A Far North butcher is wondering whether he'd be better off on the dole after his shop was emptied by thieves for the third time in three years.

Greg 'Jacko' Jackson, the owner of Jacko's Discount Meats, turned up at his Moerewa store at 6am on Wednesday to find thieves had used a sledgehammer to smash through the back wall. They took all his meat, with a retail value of about $6000, then turned the shop upside down, presumably looking for anything else of value.

They also took his knives and about $300 in cash.

Mr Jackson spent all day Wednesday cleaning up, while friends helped him repair the back wall. Now he's wondering if it's worth the effort of opening again.


"It's just about shut me down," he said.

"What's the point? Am I better off on the dole?"

The break-ins had put a strain on his whole family, who relied on him to pay the rent for their home, he added.

Moerewa was a small place and there was plenty of talk about who had done it. A steady stream of locals had come in to say how sorry they were, and on Wednesday afternoon he got one brisket and a couple of pork loins back. He doubted he'd see the rest of the meat, however.

He believed the thieves were youths who were stealing to order for adult drug dealers. It was methamphetamine, not meat, they were really after.

"These guys are only young, but they're ruthless. They can take your livelihood away in less than half an hour," he said.

"We have to get rid of this stuff [methamphetamine]. Kaikohe's just as bad, and Kerikeri's got it as well."

The offenders knew no police would be available in the Mid North between 2am and 5am - Wednesday's break-in was at 2.45am - and that police hands were tied anyway because they were underage, he said.

The last time his shop was targeted, causing almost $2000 worth of damage, the same youths raided several other businesses in Moerewa before hitch-hiking south and continuing their spree in Whangarei. They were caught but "got off on a technicality."

"They're encouraged to do it again. It's just a joke to them," he added.

His shop was uninsured because the premiums were too high.

The insurance company also said the shop needed bars, but his landlord said he couldn't afford to install them.

Senior Sergeant Brian Swann urged anyone who was offered cheap meat, or knew who the offenders were, to call their local police station immediately.

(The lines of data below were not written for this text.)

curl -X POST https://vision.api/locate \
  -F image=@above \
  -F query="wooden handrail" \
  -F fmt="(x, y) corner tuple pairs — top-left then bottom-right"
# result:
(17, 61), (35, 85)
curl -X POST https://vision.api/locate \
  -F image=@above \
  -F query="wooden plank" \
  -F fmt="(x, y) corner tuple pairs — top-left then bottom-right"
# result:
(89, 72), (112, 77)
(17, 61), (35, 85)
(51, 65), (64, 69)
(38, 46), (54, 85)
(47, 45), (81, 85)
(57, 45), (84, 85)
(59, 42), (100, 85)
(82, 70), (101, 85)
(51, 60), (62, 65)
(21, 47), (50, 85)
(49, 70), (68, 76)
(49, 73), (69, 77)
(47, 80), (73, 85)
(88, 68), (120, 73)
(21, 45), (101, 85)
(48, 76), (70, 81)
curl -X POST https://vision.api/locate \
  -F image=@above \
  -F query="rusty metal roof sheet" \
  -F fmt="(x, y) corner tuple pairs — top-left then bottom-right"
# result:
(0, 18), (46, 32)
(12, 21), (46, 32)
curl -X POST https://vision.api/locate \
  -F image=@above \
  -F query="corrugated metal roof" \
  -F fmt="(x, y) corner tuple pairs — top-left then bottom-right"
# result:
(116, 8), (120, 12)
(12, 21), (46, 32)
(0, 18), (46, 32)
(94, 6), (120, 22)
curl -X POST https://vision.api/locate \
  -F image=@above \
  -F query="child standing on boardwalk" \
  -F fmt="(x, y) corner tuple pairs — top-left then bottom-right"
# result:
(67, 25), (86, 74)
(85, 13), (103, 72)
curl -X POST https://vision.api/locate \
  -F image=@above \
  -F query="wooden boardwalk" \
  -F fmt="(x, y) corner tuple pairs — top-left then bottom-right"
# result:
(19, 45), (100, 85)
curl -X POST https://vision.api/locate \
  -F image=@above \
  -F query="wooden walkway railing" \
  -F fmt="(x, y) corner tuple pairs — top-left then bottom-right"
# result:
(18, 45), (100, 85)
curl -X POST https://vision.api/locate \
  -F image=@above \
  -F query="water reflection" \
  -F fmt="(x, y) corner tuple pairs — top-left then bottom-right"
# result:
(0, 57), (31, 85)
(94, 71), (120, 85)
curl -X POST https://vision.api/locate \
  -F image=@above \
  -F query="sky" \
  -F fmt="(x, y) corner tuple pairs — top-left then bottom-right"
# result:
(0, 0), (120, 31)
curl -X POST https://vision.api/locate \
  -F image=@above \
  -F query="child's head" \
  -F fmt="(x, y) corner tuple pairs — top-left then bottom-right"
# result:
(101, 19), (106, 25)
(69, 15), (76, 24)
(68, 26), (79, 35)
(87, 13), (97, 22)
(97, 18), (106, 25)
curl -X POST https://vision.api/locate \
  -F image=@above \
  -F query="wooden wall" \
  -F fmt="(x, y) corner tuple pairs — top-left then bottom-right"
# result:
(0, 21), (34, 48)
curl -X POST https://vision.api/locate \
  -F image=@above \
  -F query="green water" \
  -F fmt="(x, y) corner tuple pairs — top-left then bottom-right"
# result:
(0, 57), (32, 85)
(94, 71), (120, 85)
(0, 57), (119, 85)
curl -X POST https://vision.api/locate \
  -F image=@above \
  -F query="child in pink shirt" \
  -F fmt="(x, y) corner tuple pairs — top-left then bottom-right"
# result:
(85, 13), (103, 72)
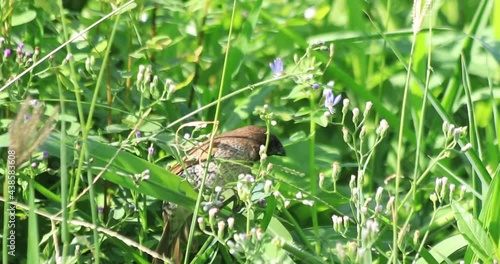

"With that amount of meat the offenders are going to want to sell it. If you purchase it you're just damaging a small local business, and you're committing an offence yourself by buying stolen property," he said.

Senior Sergeant Swann added that overnight police capacity was limited in the Mid North, but plans were in hand to change rosters to broaden the coverage. The police could also respond to a series of offences by putting on more staff at night.